Spanish Street Names - Part 5

Miramesa Drive – (MEER-ah-MAY-sah) Similar to Miracañón Lane mentioned in last week's post, but this street has a view of the Mesa, not the canyon.

Miramonte Drive – (MEER-ah-MUN-tay) And the third one in the Mira- series, Miramonte means view of the mountain. It is also a surname. Miramonte Drive did not connect to Carrillo Street until the 1970s when the Santa Barbara Highlands Condominium complex was built.

Océano Avenue – (oh-SAY-ah-no) Using the Spanish pronunciation for this street will get you a lot of confused looks.

Payeras Street – (pie-YEAH-ruhs) Payeras is a surname and doesn't have any other usage. There is some evidence that a Padre Payeras is buried at the Mission in Santa Barbara, so that may explain the origin of this street name.

Ricardo Avenue – (ree-CAR-doe) a man's name.

Salida del Sol – (sah-LEE-duh-dell-SOLE) The name means sunrise.

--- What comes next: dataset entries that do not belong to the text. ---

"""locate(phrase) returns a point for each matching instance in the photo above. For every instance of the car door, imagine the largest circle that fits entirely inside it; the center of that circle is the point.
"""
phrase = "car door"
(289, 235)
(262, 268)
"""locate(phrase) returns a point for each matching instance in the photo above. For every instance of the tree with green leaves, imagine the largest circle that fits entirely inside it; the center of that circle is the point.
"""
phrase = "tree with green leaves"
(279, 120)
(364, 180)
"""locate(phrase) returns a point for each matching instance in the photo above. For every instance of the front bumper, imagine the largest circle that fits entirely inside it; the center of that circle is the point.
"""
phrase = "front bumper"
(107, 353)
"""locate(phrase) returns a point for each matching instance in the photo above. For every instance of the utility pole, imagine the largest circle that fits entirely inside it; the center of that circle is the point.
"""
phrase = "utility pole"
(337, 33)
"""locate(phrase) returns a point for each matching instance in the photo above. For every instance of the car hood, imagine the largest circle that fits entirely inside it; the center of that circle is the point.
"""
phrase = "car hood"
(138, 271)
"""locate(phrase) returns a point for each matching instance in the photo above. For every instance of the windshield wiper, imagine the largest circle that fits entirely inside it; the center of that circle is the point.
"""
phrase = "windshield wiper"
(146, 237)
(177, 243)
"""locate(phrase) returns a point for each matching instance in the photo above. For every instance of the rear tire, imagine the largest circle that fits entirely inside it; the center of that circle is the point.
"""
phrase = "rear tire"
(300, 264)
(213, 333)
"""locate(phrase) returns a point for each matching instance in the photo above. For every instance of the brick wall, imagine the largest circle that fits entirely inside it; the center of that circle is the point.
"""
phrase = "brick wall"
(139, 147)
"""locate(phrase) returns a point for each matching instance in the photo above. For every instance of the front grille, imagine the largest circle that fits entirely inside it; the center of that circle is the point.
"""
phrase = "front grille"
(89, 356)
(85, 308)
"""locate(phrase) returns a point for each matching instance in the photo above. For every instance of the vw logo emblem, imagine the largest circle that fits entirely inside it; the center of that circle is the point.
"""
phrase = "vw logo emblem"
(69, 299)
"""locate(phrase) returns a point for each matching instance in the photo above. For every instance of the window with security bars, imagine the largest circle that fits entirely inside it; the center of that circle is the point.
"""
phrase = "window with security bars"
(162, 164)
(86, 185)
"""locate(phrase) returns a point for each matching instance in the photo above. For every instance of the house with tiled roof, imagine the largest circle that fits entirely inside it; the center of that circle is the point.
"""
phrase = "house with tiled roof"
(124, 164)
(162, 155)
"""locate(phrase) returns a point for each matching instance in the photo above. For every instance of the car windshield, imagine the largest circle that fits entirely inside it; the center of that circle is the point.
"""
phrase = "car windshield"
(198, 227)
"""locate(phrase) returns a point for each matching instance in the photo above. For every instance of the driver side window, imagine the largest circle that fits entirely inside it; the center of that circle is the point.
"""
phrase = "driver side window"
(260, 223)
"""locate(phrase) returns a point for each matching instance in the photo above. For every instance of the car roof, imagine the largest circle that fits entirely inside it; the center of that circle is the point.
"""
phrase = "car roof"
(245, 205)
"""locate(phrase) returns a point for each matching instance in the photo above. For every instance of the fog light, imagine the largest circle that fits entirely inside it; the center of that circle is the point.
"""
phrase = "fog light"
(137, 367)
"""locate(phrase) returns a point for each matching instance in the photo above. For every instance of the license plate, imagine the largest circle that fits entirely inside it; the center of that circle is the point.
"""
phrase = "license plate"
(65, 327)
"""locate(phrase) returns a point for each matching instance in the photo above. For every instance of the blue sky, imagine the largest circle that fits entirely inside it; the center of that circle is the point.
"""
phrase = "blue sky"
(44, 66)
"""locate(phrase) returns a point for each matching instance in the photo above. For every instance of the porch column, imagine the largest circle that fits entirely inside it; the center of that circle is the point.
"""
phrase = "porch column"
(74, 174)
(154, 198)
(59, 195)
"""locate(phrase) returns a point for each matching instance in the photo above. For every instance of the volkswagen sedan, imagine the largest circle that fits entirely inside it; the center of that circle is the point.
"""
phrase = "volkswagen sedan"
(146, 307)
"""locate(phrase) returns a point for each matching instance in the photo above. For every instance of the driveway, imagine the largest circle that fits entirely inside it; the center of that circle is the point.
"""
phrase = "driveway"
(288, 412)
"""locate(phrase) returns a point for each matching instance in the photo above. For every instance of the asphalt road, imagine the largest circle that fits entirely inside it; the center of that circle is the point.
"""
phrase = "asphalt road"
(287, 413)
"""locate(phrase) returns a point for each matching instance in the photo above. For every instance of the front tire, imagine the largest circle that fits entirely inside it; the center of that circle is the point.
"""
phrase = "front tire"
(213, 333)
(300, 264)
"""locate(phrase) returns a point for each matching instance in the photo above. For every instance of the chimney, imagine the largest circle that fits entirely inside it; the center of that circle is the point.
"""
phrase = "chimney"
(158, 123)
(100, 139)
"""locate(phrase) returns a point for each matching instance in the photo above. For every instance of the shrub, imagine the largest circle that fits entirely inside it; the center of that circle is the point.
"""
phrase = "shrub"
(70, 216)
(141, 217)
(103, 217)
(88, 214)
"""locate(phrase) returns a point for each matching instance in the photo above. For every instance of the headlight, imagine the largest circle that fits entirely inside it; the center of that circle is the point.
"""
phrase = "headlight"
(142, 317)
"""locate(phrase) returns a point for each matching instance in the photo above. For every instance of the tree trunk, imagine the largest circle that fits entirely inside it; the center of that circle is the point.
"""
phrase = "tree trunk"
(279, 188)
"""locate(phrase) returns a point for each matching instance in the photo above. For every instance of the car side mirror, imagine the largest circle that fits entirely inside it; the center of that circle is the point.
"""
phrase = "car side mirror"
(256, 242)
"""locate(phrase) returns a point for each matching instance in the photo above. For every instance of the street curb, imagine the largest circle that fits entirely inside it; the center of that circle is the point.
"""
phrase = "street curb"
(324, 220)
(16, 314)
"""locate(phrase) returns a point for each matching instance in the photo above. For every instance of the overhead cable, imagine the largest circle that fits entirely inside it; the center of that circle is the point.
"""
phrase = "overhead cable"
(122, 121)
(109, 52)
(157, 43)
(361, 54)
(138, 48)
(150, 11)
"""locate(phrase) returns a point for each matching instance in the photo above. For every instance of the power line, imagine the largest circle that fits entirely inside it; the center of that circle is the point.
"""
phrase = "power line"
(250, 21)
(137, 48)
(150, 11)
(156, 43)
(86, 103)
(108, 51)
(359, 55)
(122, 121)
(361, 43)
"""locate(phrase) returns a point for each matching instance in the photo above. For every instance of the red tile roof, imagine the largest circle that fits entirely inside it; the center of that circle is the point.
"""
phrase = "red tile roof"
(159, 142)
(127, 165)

San Clemente Street – (SAHN-CLAY-men-tay) Clemente means mild, and is a popular name. There are several cities around the world named San Clemente, and San Clemente Island is the southernmost of the Channel Islands of California. Saint Clement lived in Rome in the first century A.D., and is the patron saint of metalworkers and blacksmiths. This is one of many streets on the Mesa that are named for saints.